今回は、風土改革プロジェクト支援にお伺いしているA社の「変化報告」を
させていただきたいと思います。

A社は、ここ10年間で売上を倍増、業界トップクラスの取扱高を誇る卸売
業に成長。その先頭に立ち、様々な新しい取り組みを引っ張ってきたのが、
現在、専務取締役を務めているB氏でした。

B氏からの依頼は、「規模の成長は、実現することができた。これからは質
の成長を実現したい。イメージは、うちの社員が、まわりの人に会社のこと
を話すとうやらましがれるくらいの会社にしていきたい。」というものでし
た。

■伝わらない専務の思いと昨日の延長線で一生懸命に取り組む仕事のしかた

開始当初、すべての社員さんにお会いしてお話をうかがいました。そこでは、
専務の思いとはうらはらに、「内容仕事は好きだが、経営の考えていること
が分からない。業績は伸びたが、その分、こだわりたい部分に時間をさけな
くなってきた。その中で一生懸命やるしかない。

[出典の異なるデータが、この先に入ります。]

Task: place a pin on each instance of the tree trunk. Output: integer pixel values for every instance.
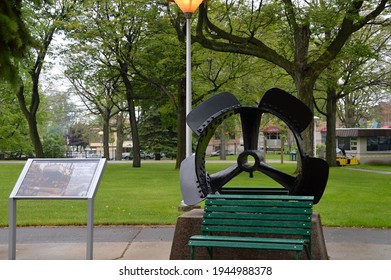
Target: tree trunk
(120, 136)
(30, 116)
(106, 136)
(181, 117)
(132, 113)
(331, 127)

」などといった声が多く聞
かれました。

“うらやましがられる会社”をつくりたいと考える経営者と、前提条件を変
えずに一生懸命仕事に取り組む社員の姿がありました。

その要因としては、背景情報が伝わらないが故の誤解、目指す方向の共有よ
りも具体的仕事のしかたを指示してきたマネジメント、会社の成長に合わせ
て前提条件や制約条件を変えることを望まれなかった仕事のしかた、その結
果として、本気で3年後を専務と共に考える社員の少なさなどがありました。

■本気で3年後を共に考える社員がいるから、“うらやましがられる会社”
に近づける

現在、経営者と共に3年後を考える社員さんが、社員さんの2割強、持ち場、
持ち場で経営(“うらやましがられる会社”づくり)に参画する社員さんが
増えてきました。
 
この変化を牽引しているのは、専務と参謀役を務めるC部長の二人のチーム
です。C部長は、年下の専務の苦手分野を無言ですべてカバーしています。

例えば、ついつい結論から伝えてしまう専務の方針説明に対して、個別に背
景情報を伝えて理解を深めてもらう動きや、元気のよい分、方針に不満をぶ
つけてくる社員に対して、自分から相談を持ちかけ、話し合い、不満を解消
するための当事者にしてしまう動きなどです。

プロジェクトが開始してから、専務、部長と私たちプロセスデザイナーが議
論した時間は、おそらく100時間以上になるでしょう。

この二人との議論のテーマは、いつも個人名をあげて、「○○のよさは?○
○にもっと活躍してもらうには何がいるのか?」です。すべて当人に伝わる
ものではありませんが、確実に変革当事者を増やすことに成功しています。

ここで言う変革当事者とは、前提条件や制約条件を変えるという動きをとも
につくっていける社員さんのことを指します。

今までは、こうしてほしい、ああしてほしいと業務指示命令系のコミュニケ
ーションが多かったのですが、現在は、本人が考えて答えを出すことを指示
し支援しています。

こうした取り組みにより、業績面では、月1千万円を越す収益の改善や、納
め先への提案でインストアシェアアップの伸びも複数で実現しています。

このことは、二人にとって、うれしい成果です。しかし、そのことよりも、
安心してバトンを渡せる社員、バトンを持ったら自分の意思で走りはじめる
社員の存在が増えてきたことが、何よりも嬉しい成果だと語っています。

本気で3年後を考える社員との取り組みが、“うらやましがられる会社”
づくりの推進力になっていることを実感しています。

■当たり前のことかもしれない、しかし、実践している会社は少ない

A社で現在、一番、やりがいを感じられるようになったのは、仕事に自分な
りの意味を見出しはじめた複数の社員さんもさることながら、専務取締役の
B氏、その参謀役を務める部長のC氏の両名のように感じます。

その理由は、時間的余裕をつくってくれる社員の存在、精神的余裕をつくっ
てくれる社員の存在が、経営としてやるべきことに専念できる環境をつくっ
てくれているからです。

社員を主役にする取り組みが、結果として、経営層が自分たちが取り組むべ
きことへの仕事の質を大幅に向上させています。

社員が育てば、経営者はそれ以上に育つと言ったら、おこがましいかもしれ
ませんが、支援をさせていただいている中での実感です。

現場情報は、当然、担当者である社員の方が詳しい。だから考えて、やって
もらう。そして、社員にやってもらえる環境を整える。そして、自分は、さ
らに貢献できる仕事に挑戦していく。

この当たり前のことを実践している会社は少ないように感じられます。

”うらやましがられる会社”づくりの実現には、まだまだ、課題も多くあり
ます。しかし、経営に参画しはじめた社員さんともに乗り越えていけると思
います。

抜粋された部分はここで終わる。